Trata-se de ação de indenização por danos morais decorrentes da queda de vidro da janela de prédio que acabou atingindo a autora que se encontrava na calçada, causando-lhe grave lesão na perna direita. Nexo causal configurado.
Não prospera a pretensão referente aos danos materiais, em face da ausência de provas.
Sucumbência. Redistribuição de acordo com o decaimento parcial do pedido. Art. 21, caput do CPC.
Honorários advocatícios. Valor fixado na sentença de acordo com o art. 20, § 3º do CPC.
Prequestionamento. Matéria enfrentada. Desnecessidade da reprodução de cada dispositivo legal.
APELO DA RÉ PROVIDO PARCIALMENTE, IMPROVIDO O DA AUTORA.
APELAÇÃO CÍVEL — DÉCIMA CÂMARA CÍVEL Nº 70013042601 — COMARCA DE PORTO ALEGRE SOCIEDADE DE ENSINO E CULTURA LTDA — APELANTE/APELADO NELI HOLOSBACK — APELANTE/APELADO
ACÓRDÃO
Vistos, relatados e discutidos os autos. Acordam os Magistrados integrantes da Décima Câmara Cível do Tribunal de Justiça do Estado, à unanimidade, em dar parcial provimento ao apelo da ré, e em negar provimento ao da autora.
Custas na forma da lei.
Participaram do julgamento, além do signatário, os eminentes Senhores DES. JORGE ALBERTO SCHREINER PESTANA (PRESIDENTE) E DR. TÚLIO DE OLIVEIRA MARTINS.

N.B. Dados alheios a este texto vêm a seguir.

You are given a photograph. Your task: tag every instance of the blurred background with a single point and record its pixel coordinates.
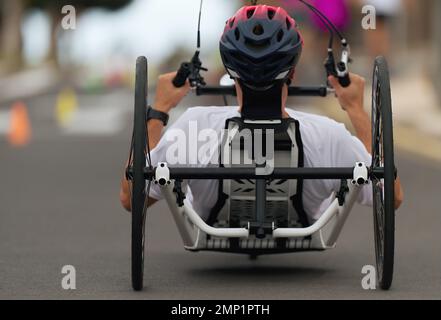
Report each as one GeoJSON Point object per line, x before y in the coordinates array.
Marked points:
{"type": "Point", "coordinates": [66, 100]}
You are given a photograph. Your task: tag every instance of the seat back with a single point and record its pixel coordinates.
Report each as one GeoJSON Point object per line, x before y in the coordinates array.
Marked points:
{"type": "Point", "coordinates": [236, 203]}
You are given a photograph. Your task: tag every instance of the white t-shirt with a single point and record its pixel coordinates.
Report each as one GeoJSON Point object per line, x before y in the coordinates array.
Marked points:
{"type": "Point", "coordinates": [326, 143]}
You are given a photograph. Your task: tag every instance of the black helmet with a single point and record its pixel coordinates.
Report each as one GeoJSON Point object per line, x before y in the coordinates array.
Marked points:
{"type": "Point", "coordinates": [261, 44]}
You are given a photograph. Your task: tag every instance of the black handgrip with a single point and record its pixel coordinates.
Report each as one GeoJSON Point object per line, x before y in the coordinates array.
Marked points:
{"type": "Point", "coordinates": [182, 75]}
{"type": "Point", "coordinates": [345, 81]}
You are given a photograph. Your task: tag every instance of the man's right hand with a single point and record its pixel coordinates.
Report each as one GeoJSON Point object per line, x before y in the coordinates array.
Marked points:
{"type": "Point", "coordinates": [167, 95]}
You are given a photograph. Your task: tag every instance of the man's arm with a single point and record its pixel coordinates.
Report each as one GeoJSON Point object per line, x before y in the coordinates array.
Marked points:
{"type": "Point", "coordinates": [167, 97]}
{"type": "Point", "coordinates": [351, 100]}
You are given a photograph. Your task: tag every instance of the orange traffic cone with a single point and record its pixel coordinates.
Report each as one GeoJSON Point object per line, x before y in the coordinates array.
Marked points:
{"type": "Point", "coordinates": [20, 126]}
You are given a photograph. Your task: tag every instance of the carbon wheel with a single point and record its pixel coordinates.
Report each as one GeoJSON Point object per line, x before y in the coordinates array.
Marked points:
{"type": "Point", "coordinates": [138, 163]}
{"type": "Point", "coordinates": [383, 188]}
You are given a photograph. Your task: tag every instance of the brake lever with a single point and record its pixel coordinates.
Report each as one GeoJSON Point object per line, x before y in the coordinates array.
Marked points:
{"type": "Point", "coordinates": [191, 71]}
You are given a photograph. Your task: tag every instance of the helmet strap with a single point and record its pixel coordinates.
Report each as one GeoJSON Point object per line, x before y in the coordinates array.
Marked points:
{"type": "Point", "coordinates": [262, 104]}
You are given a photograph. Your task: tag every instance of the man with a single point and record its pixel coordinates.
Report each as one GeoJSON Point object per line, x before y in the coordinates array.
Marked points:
{"type": "Point", "coordinates": [260, 48]}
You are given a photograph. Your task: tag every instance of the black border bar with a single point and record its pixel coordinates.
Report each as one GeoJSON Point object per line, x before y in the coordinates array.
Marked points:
{"type": "Point", "coordinates": [320, 91]}
{"type": "Point", "coordinates": [213, 173]}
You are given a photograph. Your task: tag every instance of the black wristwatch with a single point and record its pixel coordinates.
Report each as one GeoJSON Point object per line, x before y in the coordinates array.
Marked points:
{"type": "Point", "coordinates": [158, 115]}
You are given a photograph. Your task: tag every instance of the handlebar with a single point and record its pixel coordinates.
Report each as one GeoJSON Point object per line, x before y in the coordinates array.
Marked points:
{"type": "Point", "coordinates": [320, 91]}
{"type": "Point", "coordinates": [182, 75]}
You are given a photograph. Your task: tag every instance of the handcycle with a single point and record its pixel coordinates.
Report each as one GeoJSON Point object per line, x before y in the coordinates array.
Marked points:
{"type": "Point", "coordinates": [254, 229]}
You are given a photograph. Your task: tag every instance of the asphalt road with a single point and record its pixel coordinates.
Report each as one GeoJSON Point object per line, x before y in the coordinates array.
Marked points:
{"type": "Point", "coordinates": [59, 206]}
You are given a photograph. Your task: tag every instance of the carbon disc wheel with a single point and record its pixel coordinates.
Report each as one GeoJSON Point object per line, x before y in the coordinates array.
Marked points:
{"type": "Point", "coordinates": [383, 188]}
{"type": "Point", "coordinates": [139, 145]}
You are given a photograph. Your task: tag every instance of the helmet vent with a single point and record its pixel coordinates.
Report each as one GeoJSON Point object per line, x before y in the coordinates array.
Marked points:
{"type": "Point", "coordinates": [271, 14]}
{"type": "Point", "coordinates": [288, 24]}
{"type": "Point", "coordinates": [258, 30]}
{"type": "Point", "coordinates": [250, 13]}
{"type": "Point", "coordinates": [237, 34]}
{"type": "Point", "coordinates": [280, 35]}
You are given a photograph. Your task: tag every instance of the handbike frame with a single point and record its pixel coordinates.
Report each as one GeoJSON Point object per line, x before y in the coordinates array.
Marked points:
{"type": "Point", "coordinates": [191, 226]}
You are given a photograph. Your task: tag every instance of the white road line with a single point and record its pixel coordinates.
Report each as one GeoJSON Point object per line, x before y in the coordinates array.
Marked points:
{"type": "Point", "coordinates": [96, 121]}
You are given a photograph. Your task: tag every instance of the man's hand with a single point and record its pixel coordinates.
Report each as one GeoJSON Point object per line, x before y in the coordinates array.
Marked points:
{"type": "Point", "coordinates": [351, 98]}
{"type": "Point", "coordinates": [167, 95]}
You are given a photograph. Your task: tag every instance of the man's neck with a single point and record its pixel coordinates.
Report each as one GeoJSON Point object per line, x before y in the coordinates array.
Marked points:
{"type": "Point", "coordinates": [284, 99]}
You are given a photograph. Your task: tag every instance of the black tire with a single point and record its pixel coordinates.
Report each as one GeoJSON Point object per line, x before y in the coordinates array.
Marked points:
{"type": "Point", "coordinates": [383, 189]}
{"type": "Point", "coordinates": [139, 183]}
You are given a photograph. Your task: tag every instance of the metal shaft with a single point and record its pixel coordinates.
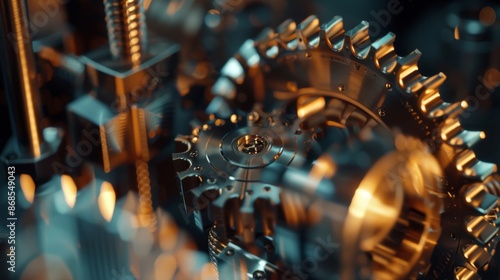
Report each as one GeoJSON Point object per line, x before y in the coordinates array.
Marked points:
{"type": "Point", "coordinates": [126, 29]}
{"type": "Point", "coordinates": [19, 72]}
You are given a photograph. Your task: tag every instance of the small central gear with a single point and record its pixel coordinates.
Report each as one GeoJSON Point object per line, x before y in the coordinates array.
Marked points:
{"type": "Point", "coordinates": [252, 144]}
{"type": "Point", "coordinates": [220, 170]}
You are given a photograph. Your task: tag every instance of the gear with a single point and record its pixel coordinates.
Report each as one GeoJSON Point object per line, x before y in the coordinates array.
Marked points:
{"type": "Point", "coordinates": [343, 77]}
{"type": "Point", "coordinates": [370, 195]}
{"type": "Point", "coordinates": [219, 168]}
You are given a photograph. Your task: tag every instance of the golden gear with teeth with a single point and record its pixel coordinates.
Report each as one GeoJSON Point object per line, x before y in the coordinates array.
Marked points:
{"type": "Point", "coordinates": [345, 73]}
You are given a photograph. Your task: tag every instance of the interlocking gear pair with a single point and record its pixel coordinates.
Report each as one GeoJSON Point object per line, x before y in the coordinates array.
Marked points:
{"type": "Point", "coordinates": [328, 79]}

Porto Alegre, 23 de fevereiro de 2006.
DES. LUIZ ARY VESSINI DE LIMA,
Relator.
RELATÓRIO
DES. LUIZ ARY VESSINI DE LIMA (RELATOR)
Neli Holosback ajuizou ação de indenização por danos materiais e morais contra Sociedade de Ensino e Cultura Ltda., asseverando que, enquanto aguardava numa parada de ônibus, foi atingida por um vidro que caiu da janela do estabelecimento da ré, causando-lhe grave corte na perna direita, restando afastada das atividades laborais por sessenta dias.
A sentença, às fls. 109/112, rejeitou a preliminar de ilegitimidade passiva, e julgou parcialmente procedente a ação, condenando a ré ao pagamento de R$ 10.000,00, a título de reparação dos danos morais, corrigido monetariamente pelo IGP-M, desde 19/03/2003, e acrescido de juros de 1% ao mês, restando afastada a pretensão ao dano material. Outrossim, a demandada foi condenada a arcar com as custas processuais e honorários advocatícios, estes fixados em 10% sobre o valor da condenação.
Em razões recursais, às fls. 142/152, a requerida disse que a sentença deve ser reformada. Sustentou que não restaram configurados os pressupostos da responsabilidade civil. Afirmou que a autora não comprovou a existência de dano moral, ônus que lhe competia, a teor do art. 333, I, do CPC. Também postulou a redução do quantum indenizatório para o valor de R$ 3.000,00. Aduziu que a requerente também deve arcar com parte dos ônus sucumbenciais. Prequestionou o art. 5º, XXXIX, da CF, e os arts. 186 e 944, do CC. Por fim, postulou o provimento do apelo.